A weak lawyer hides the tough part. One who knows what they’re doing faces it instead.

The Court Sits Amid a Shifting Legal Landscape

Right now, people everywhere are starting to doubt courts can be trusted - India included. In recent times, long waits for rulings, uneven results, expensive court battles, plus the feeling that clever tactics matter more than fairness have worn down confidence in how justice works.
One judge says yes, another says no - same facts, different results. That mismatch shows up like a glitch in the machine. It does not matter if attorneys hide past rulings that hurt their case. Maybe judges just lack time to dig through piles of old decisions. Either way, trust takes a hit. People notice when fairness seems to depend on which courtroom door you walk through.

Notice how the bar now stands warned by the Supreme Court’s remark in this matter - accountability rests partly here. Legal practitioners serve more than one person at a time. As the judges stated, they form part of the machinery that delivers justice. That wording means something real. It pulls at the thread of duty woven into their work, stretching past what any lone client might expect.

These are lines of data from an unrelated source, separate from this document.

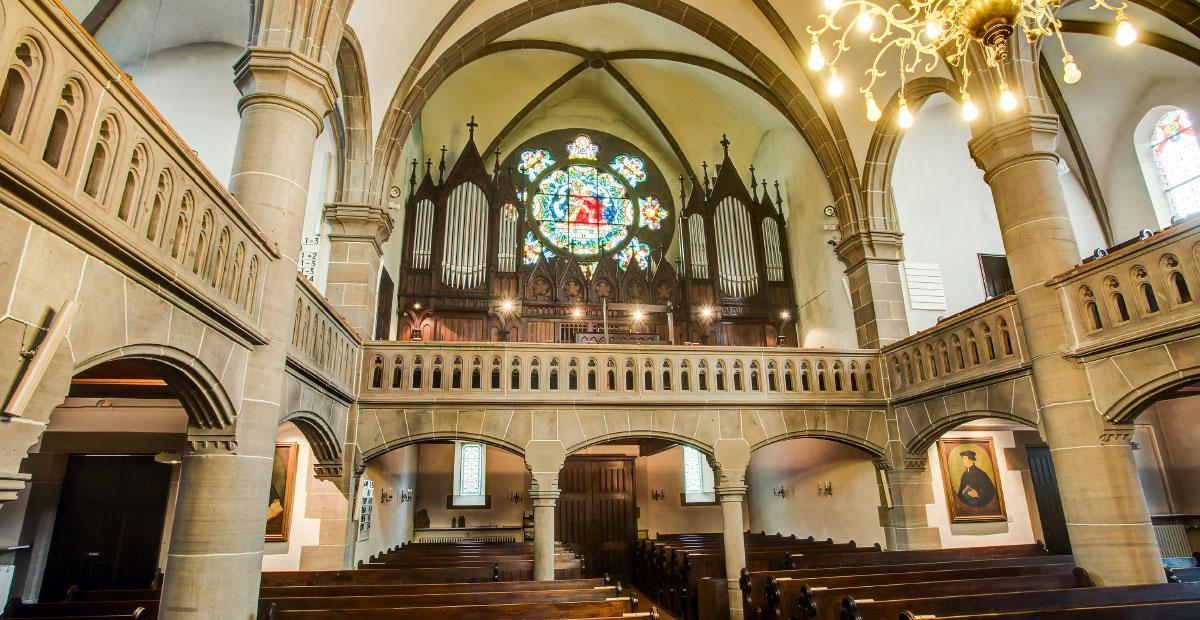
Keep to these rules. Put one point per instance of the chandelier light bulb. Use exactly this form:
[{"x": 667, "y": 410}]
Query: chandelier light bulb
[
  {"x": 905, "y": 118},
  {"x": 1071, "y": 72},
  {"x": 873, "y": 109},
  {"x": 835, "y": 86},
  {"x": 816, "y": 60},
  {"x": 970, "y": 112},
  {"x": 864, "y": 22},
  {"x": 1007, "y": 101},
  {"x": 1126, "y": 32}
]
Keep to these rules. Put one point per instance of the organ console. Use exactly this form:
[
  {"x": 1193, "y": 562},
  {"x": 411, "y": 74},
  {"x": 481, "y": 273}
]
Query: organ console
[{"x": 579, "y": 238}]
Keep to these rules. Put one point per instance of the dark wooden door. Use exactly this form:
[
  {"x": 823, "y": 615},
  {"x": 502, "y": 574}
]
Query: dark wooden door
[
  {"x": 1045, "y": 489},
  {"x": 595, "y": 512},
  {"x": 108, "y": 528}
]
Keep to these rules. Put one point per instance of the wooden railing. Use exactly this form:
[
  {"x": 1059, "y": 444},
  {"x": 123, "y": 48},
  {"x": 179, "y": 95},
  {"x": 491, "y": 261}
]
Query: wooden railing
[
  {"x": 1141, "y": 292},
  {"x": 425, "y": 372},
  {"x": 323, "y": 344},
  {"x": 83, "y": 154},
  {"x": 976, "y": 344}
]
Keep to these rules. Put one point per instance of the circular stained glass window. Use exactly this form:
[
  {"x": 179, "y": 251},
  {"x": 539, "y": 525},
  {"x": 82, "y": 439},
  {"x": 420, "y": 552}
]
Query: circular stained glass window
[{"x": 586, "y": 208}]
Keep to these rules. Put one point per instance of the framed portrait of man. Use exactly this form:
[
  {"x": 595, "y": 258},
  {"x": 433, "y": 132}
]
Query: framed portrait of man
[
  {"x": 972, "y": 481},
  {"x": 279, "y": 503}
]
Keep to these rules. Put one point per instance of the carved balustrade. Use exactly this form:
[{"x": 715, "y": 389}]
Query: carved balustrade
[
  {"x": 323, "y": 343},
  {"x": 1137, "y": 294},
  {"x": 472, "y": 372},
  {"x": 976, "y": 345},
  {"x": 83, "y": 154}
]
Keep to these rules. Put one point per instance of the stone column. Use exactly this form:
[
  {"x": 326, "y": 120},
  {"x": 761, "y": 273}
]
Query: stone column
[
  {"x": 873, "y": 268},
  {"x": 544, "y": 531},
  {"x": 1107, "y": 517},
  {"x": 544, "y": 459},
  {"x": 355, "y": 250},
  {"x": 730, "y": 461},
  {"x": 216, "y": 545}
]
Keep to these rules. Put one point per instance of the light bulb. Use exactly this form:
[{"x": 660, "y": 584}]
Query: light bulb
[
  {"x": 1071, "y": 72},
  {"x": 1126, "y": 32},
  {"x": 1007, "y": 101},
  {"x": 865, "y": 22},
  {"x": 969, "y": 110},
  {"x": 834, "y": 83},
  {"x": 873, "y": 109},
  {"x": 905, "y": 118},
  {"x": 816, "y": 60}
]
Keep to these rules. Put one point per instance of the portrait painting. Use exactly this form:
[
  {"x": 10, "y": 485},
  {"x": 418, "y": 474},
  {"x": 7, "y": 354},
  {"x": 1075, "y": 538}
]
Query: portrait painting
[
  {"x": 972, "y": 482},
  {"x": 279, "y": 504}
]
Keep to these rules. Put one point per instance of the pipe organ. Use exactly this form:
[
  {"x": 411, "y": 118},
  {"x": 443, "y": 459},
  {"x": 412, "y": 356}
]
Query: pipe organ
[{"x": 576, "y": 241}]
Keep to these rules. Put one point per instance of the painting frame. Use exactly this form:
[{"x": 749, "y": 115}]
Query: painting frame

Lawyers still fight for their clients instead of turning into impartial observers weighing every angle the same way. Even though it has flaws, the confrontational setup remains widely used because it works well enough most of the time. Balancing strong advocacy with truthful disclosure isn’t a contradiction - it's just how real legal work gets done right.

The Case You Ignore Might Be the Important One

Most days, courtroom bravery goes unseen. Not loud protests or dramatic speeches, but something quieter shows up when needed. Facing judges after a setback, lawyers pause. A ruling just went sideways. Still, they speak - clear, steady - not denying the blow, only showing how it misses the heart of things. Truth lives in details, not applause.

Truth lives in how hard we look, says the Supreme Court ruling on New India Assurance versus Dolly Satheesh Gandhi. Not every lawyer sees it that way - some still play to impress instead of working alongside judges to find what law truly demands. A courtroom shifts when honesty replaces performance. What matters comes into view only if everyone stops rehearsing and starts listening.
Here’s something clear: payouts from Mediclaim shouldn’t reduce what accident victims get under the Motor Vehicles Act - insurers and claimants both need to know this. Yet beyond numbers on paper, how lawyers present their cases shapes fairness; so does how judges respond when people come seeking answers through law.

Showing the tough cases isn’t admitting loss. It’s proof of skill. When an attorney presents the weak precedent, then explains why it fails here, that effort counts far more than staying silent. One path keeps law steady. The other slowly erodes its foundation.
This responsibility got spelled out by the Supreme Court. Now, depending on how the bar reacts, things could shift.